Musculoskeletal Injury in the Masters Runners
Bibliographic record
Abstract
OBJECTIVE: To determine if injury patterns and risk factors for injury differ between masters and younger runners. DESIGN: Retrospective survey. SETTING: Hood to Coast running relay, Oregon, USA. PARTICIPANTS: A total of 2886 runners consented to participate and completed the survey. Ninety-four (2712/2886) percent completed the survey electronically and 6% (174/2886) manually. Master runners (>or=40 years) made up 34% of the population. INTERVENTION: The survey was distributed to all participants in the largest running relay in North America. Runners reported on training patterns, injury location, and diagnosis over the previous year. MAIN OUTCOME MEASURES: Descriptive statistics and chi analysis were used to detect differences in injury rate and location between masters and younger runners. Multivariate logistic regression models were used to identify risk factors for injury for each group. RESULTS: The injury rate for the entire population was 46%. Significantly more masters runners were injured than younger runners (P<0.05). More masters runners suffered multiple injuries than younger runners (P<0.001).
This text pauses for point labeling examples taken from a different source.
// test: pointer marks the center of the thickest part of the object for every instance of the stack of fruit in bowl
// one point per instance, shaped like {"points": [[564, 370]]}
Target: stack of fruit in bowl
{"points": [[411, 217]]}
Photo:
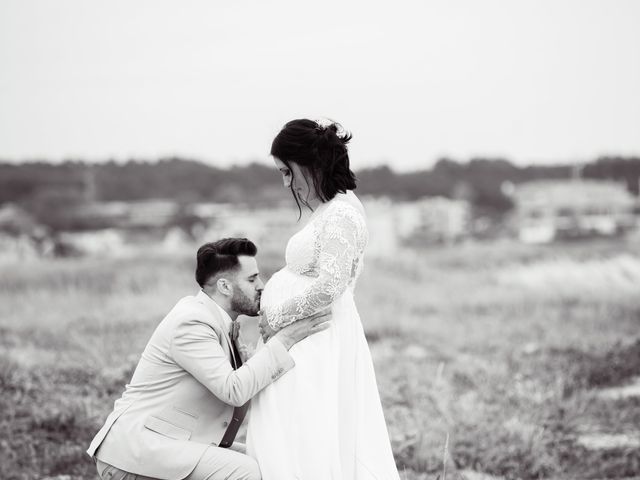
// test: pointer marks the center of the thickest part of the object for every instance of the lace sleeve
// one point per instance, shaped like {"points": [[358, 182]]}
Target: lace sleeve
{"points": [[340, 232]]}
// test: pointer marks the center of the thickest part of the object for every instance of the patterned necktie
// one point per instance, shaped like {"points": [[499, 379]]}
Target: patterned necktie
{"points": [[239, 413]]}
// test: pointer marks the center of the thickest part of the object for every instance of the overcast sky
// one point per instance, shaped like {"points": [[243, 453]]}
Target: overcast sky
{"points": [[531, 81]]}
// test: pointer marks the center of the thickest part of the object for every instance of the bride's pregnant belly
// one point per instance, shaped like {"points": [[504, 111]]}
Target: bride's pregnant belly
{"points": [[283, 285]]}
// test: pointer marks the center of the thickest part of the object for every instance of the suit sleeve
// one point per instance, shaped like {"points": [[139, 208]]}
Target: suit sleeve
{"points": [[195, 346]]}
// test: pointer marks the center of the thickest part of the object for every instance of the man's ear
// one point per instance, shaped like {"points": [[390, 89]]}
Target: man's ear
{"points": [[224, 286]]}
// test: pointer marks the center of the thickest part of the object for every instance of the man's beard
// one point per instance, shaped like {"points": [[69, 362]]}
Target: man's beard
{"points": [[240, 303]]}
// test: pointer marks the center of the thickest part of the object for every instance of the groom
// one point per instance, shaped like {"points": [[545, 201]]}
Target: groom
{"points": [[189, 393]]}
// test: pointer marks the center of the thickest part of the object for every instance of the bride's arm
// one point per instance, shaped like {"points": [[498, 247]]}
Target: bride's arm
{"points": [[340, 232]]}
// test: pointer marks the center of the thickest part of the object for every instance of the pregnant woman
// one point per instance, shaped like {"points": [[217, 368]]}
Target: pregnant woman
{"points": [[322, 420]]}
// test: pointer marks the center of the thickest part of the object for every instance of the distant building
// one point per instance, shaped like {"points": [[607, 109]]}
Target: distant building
{"points": [[547, 210], [428, 220]]}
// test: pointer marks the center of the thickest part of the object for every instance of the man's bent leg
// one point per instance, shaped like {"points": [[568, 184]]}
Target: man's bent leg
{"points": [[222, 464]]}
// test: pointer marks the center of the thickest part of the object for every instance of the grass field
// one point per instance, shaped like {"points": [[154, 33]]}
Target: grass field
{"points": [[489, 358]]}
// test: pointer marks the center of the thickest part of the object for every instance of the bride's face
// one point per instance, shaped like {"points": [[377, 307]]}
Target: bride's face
{"points": [[295, 177]]}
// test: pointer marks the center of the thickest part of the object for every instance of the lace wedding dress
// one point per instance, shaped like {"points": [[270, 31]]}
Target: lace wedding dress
{"points": [[323, 419]]}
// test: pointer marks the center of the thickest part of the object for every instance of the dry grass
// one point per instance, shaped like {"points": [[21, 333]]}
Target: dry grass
{"points": [[497, 348]]}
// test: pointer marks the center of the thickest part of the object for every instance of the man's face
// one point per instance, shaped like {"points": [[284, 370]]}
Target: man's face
{"points": [[247, 287]]}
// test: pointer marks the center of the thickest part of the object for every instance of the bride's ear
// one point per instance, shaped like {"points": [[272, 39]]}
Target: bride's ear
{"points": [[224, 287]]}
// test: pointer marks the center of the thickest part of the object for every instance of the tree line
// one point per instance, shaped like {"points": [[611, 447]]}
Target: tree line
{"points": [[479, 181]]}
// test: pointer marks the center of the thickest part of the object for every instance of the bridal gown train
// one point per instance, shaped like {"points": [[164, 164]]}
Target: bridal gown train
{"points": [[323, 419]]}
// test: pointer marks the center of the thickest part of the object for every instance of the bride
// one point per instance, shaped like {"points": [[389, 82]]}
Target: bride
{"points": [[323, 419]]}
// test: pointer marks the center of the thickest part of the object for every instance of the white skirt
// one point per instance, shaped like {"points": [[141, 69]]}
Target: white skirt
{"points": [[323, 419]]}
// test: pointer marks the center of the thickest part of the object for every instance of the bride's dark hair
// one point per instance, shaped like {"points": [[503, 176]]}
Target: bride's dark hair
{"points": [[322, 151]]}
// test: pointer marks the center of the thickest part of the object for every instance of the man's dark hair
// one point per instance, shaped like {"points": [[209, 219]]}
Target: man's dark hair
{"points": [[221, 256], [322, 150]]}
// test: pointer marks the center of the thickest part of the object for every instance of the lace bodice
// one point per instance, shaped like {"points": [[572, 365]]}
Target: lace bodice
{"points": [[329, 249]]}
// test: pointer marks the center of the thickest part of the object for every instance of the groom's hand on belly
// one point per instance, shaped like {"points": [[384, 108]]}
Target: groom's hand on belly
{"points": [[301, 329]]}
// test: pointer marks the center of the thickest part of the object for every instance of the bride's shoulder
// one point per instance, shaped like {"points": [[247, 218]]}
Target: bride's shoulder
{"points": [[347, 206]]}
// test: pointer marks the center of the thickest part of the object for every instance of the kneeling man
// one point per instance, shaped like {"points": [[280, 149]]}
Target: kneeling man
{"points": [[179, 415]]}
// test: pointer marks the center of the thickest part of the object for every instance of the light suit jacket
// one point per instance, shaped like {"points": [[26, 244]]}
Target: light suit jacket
{"points": [[182, 393]]}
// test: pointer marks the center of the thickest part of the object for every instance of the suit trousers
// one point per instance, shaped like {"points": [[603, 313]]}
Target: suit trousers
{"points": [[216, 464]]}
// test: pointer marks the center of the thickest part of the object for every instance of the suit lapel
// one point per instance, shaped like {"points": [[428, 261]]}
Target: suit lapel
{"points": [[218, 315]]}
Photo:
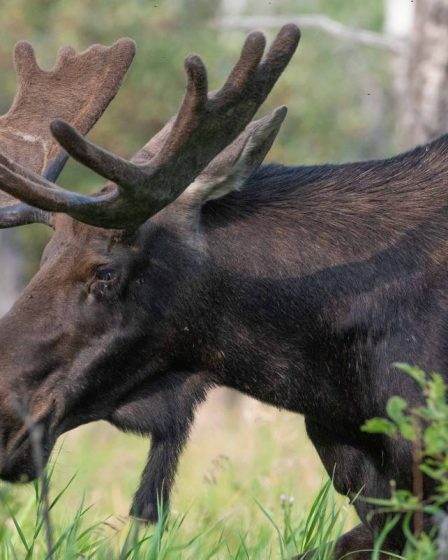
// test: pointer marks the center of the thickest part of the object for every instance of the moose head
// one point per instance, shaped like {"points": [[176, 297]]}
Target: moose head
{"points": [[115, 306]]}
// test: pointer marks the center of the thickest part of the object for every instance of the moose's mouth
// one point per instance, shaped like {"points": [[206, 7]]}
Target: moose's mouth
{"points": [[27, 455]]}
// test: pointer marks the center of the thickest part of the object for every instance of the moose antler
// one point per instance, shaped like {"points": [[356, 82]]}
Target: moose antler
{"points": [[77, 89], [204, 126]]}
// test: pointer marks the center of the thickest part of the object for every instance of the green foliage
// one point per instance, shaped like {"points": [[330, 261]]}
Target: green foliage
{"points": [[425, 426], [23, 534], [338, 92]]}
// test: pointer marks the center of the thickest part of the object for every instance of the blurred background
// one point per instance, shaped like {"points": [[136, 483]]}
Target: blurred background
{"points": [[369, 80]]}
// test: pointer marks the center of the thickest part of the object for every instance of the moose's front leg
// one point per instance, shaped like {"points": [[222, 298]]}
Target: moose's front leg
{"points": [[163, 408]]}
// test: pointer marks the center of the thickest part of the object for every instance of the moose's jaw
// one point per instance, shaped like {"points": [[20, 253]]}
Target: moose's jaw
{"points": [[54, 375]]}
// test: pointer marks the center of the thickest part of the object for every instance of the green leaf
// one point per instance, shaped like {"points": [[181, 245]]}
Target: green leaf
{"points": [[415, 372], [380, 426]]}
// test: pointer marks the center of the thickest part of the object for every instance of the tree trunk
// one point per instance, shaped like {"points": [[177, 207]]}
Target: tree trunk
{"points": [[422, 74]]}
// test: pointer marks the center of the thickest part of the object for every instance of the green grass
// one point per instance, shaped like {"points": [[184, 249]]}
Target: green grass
{"points": [[249, 486]]}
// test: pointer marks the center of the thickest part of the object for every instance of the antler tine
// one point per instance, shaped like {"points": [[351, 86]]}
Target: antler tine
{"points": [[204, 126], [78, 88]]}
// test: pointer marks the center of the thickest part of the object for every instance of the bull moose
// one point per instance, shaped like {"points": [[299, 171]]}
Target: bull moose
{"points": [[196, 267]]}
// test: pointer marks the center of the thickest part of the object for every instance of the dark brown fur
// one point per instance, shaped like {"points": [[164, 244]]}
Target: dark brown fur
{"points": [[301, 290]]}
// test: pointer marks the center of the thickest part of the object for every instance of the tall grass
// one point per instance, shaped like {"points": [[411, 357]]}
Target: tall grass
{"points": [[23, 534], [249, 486]]}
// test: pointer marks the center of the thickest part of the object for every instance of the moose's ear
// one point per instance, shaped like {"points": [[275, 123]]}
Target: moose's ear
{"points": [[234, 165]]}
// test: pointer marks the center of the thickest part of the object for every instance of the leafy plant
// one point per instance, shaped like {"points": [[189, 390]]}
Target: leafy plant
{"points": [[426, 427]]}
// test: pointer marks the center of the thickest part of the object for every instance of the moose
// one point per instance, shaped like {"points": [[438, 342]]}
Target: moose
{"points": [[196, 266]]}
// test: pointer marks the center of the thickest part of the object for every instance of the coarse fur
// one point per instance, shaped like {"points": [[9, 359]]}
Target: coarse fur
{"points": [[300, 289]]}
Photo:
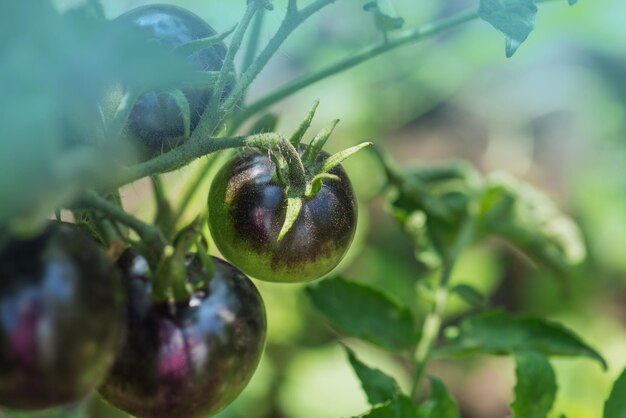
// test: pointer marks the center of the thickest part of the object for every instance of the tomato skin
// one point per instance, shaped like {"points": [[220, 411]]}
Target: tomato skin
{"points": [[188, 359], [247, 206], [61, 321], [156, 119]]}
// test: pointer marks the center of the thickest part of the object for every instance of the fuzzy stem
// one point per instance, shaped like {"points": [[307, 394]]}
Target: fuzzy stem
{"points": [[368, 53], [432, 324], [151, 236]]}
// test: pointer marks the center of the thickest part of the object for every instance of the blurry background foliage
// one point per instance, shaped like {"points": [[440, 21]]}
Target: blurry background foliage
{"points": [[553, 115]]}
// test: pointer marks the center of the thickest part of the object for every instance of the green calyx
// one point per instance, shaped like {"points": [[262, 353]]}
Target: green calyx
{"points": [[303, 176]]}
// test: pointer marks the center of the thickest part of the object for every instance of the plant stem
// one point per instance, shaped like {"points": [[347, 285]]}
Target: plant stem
{"points": [[214, 112], [434, 319], [292, 20], [151, 236], [366, 54]]}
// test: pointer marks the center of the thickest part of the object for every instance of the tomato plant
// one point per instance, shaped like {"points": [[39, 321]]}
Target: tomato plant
{"points": [[161, 119], [85, 84], [61, 325], [247, 210], [193, 358]]}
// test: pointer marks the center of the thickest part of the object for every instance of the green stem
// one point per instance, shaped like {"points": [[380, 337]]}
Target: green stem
{"points": [[292, 20], [181, 156], [150, 235], [368, 53], [434, 319], [191, 187], [213, 113]]}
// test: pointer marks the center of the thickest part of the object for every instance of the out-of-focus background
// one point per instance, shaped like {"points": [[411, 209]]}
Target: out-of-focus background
{"points": [[554, 114]]}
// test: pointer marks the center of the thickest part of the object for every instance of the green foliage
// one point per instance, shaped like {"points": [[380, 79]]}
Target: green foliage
{"points": [[364, 312], [378, 387], [384, 22], [498, 332], [615, 406], [400, 407], [440, 403], [470, 295], [514, 18], [536, 385], [531, 221]]}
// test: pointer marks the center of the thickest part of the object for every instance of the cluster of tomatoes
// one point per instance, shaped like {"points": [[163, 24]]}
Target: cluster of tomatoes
{"points": [[73, 321]]}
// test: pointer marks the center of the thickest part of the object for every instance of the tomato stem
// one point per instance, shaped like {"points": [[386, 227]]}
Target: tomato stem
{"points": [[150, 235], [433, 322]]}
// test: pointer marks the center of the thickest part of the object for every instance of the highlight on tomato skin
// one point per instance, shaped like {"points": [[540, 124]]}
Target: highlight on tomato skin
{"points": [[156, 117], [247, 206], [61, 320], [191, 358]]}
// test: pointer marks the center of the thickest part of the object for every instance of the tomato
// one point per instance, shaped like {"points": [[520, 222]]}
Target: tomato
{"points": [[247, 205], [156, 119], [192, 357], [61, 322]]}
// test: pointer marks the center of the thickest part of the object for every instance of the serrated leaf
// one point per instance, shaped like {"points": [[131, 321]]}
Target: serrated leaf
{"points": [[615, 406], [440, 403], [498, 332], [378, 387], [363, 312], [536, 387], [470, 295], [401, 407], [530, 220], [513, 18]]}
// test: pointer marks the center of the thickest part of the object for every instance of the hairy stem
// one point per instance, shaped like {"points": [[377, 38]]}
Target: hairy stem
{"points": [[434, 319], [292, 20]]}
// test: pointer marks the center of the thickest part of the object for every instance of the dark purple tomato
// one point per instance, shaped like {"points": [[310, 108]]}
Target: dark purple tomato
{"points": [[191, 358], [156, 119], [247, 205], [61, 318]]}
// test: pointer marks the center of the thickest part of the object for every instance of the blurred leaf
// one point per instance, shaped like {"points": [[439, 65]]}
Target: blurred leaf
{"points": [[364, 312], [536, 387], [401, 407], [498, 332], [384, 22], [615, 406], [532, 222], [440, 403], [378, 387], [470, 295], [514, 18], [53, 78]]}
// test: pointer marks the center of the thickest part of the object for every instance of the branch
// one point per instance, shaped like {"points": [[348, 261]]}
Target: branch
{"points": [[365, 55]]}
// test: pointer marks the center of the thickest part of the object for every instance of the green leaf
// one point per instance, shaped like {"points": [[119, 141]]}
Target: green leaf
{"points": [[470, 295], [363, 312], [384, 21], [401, 407], [498, 332], [615, 406], [530, 220], [378, 387], [440, 403], [536, 387], [514, 18]]}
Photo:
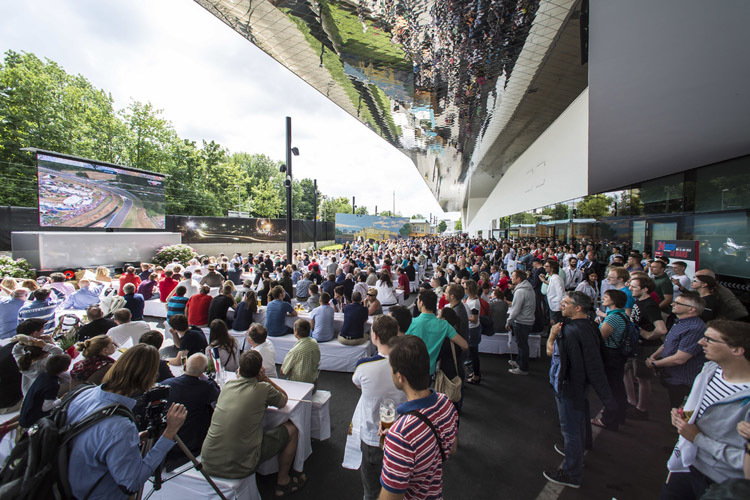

Significantly more masters runners were male, had 7 or more years of running experience, run more than 30 miles/wk, 6 or more times/week and wear orthotics than younger runners (P<0.001). The knee and foot were the most common locations of injury for both groups. The prevalence of soft-tissue-type injuries to the calf, achilles, and hamstrings was greater in masters runners than their younger counterparts (P<0.001). Younger runners suffered more knee and leg injuries than masters runners (P<0.005). Running more times/wk increased the risk of injury for both groups. CONCLUSIONS: There were subtle differences in injury rate and location between masters runners and younger runners, which may reflect differences in training intensity.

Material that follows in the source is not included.